Aneurysms that arise from the supraclinoid internal carotid artery (ICA) in the subarachnoid space typically occur in association with the branches of the posterior communicating artery (PComA) and anterior choroidal artery (AChA) or at the ICA terminus where it bifurcates into the anterior cerebral artery (ACA) and middle cerebral artery (MCA). Rarely, supraclinoid ICA aneurysms may arise directly from the ICA wall without an associated branch vessel, and these are termed anterior wall and posterior wall ICA aneurysms. Supraclinoid ICA aneurysms that occur in each of these locations have unique features and warrant specific considerations in their surgical management.

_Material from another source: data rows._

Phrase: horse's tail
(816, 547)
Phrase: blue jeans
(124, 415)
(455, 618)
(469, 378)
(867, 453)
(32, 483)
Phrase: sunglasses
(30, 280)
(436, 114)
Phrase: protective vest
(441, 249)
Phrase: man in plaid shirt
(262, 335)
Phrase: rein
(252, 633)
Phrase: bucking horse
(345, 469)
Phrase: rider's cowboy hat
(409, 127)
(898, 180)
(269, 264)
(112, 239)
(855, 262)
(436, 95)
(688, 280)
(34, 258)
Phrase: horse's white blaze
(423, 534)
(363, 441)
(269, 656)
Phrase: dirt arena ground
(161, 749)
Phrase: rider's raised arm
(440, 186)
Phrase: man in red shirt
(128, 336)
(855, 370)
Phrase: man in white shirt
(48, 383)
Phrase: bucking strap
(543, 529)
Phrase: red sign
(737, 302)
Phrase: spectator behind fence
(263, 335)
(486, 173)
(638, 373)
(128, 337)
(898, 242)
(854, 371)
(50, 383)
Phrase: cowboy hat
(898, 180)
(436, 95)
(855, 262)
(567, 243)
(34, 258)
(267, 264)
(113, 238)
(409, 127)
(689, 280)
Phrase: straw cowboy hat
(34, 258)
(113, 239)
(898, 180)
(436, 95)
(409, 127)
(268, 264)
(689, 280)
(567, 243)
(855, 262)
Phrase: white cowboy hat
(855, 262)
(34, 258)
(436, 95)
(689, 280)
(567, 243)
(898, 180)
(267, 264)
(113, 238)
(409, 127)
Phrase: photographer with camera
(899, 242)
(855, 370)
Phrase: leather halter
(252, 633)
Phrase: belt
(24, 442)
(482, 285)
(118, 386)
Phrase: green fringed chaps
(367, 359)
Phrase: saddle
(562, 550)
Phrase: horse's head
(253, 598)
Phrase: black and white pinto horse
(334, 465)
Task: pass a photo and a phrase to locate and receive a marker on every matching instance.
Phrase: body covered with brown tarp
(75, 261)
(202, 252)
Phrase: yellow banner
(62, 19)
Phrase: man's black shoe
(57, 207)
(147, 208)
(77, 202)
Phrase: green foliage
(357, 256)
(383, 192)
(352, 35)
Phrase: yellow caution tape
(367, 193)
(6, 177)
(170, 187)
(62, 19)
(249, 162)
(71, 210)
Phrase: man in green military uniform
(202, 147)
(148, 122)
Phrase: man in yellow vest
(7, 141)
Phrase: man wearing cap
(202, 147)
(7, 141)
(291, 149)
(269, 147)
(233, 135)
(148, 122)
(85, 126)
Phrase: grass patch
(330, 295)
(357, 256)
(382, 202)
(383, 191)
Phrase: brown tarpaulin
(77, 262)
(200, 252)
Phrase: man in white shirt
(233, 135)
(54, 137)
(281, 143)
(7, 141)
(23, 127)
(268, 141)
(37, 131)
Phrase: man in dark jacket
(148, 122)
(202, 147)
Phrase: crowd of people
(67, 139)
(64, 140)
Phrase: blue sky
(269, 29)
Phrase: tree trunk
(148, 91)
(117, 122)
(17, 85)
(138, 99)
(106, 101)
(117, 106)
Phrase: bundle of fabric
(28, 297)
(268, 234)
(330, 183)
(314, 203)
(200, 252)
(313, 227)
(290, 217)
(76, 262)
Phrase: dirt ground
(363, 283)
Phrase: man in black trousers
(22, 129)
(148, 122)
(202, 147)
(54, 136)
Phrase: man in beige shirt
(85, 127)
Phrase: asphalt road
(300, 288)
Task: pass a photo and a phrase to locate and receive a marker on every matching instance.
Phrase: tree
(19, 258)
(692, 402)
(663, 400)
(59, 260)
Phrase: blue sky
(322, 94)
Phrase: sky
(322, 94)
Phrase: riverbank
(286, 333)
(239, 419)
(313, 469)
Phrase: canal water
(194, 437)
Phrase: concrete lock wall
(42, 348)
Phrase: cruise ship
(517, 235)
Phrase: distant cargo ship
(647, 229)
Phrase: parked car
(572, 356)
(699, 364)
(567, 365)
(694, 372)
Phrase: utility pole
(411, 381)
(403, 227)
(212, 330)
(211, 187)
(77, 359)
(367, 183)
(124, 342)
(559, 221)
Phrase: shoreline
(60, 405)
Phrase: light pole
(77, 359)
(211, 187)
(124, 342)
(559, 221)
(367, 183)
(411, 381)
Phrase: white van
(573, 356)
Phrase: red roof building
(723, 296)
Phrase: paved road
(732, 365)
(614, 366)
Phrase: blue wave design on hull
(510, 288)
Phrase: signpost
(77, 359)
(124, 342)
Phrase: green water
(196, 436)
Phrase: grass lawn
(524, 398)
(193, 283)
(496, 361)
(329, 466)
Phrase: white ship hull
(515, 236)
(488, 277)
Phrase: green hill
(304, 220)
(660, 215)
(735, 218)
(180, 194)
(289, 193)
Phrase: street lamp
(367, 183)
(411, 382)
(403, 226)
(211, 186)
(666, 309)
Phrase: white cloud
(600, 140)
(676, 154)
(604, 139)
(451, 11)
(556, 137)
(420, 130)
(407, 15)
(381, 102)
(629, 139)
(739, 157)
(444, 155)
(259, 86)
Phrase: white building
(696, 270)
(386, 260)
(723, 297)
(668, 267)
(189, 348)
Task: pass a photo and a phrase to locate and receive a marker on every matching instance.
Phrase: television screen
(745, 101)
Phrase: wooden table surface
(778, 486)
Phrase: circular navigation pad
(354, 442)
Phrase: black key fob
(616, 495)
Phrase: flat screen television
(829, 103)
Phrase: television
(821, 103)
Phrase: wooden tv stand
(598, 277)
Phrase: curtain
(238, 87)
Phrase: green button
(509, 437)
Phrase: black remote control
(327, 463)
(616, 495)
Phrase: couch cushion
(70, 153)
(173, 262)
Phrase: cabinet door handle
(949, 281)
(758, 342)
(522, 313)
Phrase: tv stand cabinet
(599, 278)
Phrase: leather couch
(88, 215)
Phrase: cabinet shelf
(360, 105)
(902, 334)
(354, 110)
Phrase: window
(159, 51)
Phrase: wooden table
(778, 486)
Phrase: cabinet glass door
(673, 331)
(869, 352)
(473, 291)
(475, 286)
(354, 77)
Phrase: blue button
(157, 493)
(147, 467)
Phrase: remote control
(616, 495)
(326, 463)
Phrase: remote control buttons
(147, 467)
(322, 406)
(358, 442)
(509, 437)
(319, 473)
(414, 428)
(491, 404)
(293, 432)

Approximately 25% of all intracranial aneurysms are PComA aneurysms, making them the second most common overall after anterior communicating artery aneurysms. ICA bifurcation aneurysms account for about 4% to 15% of all intracranial aneurysms; those at the AChA are even more uncommon and comprise less than 5% of such aneurysms.1,2 Although the incidence of intracranial aneurysms in the pediatric population is relatively low, the ICA termination is the most common location of intracranial aneurysms in this patient group.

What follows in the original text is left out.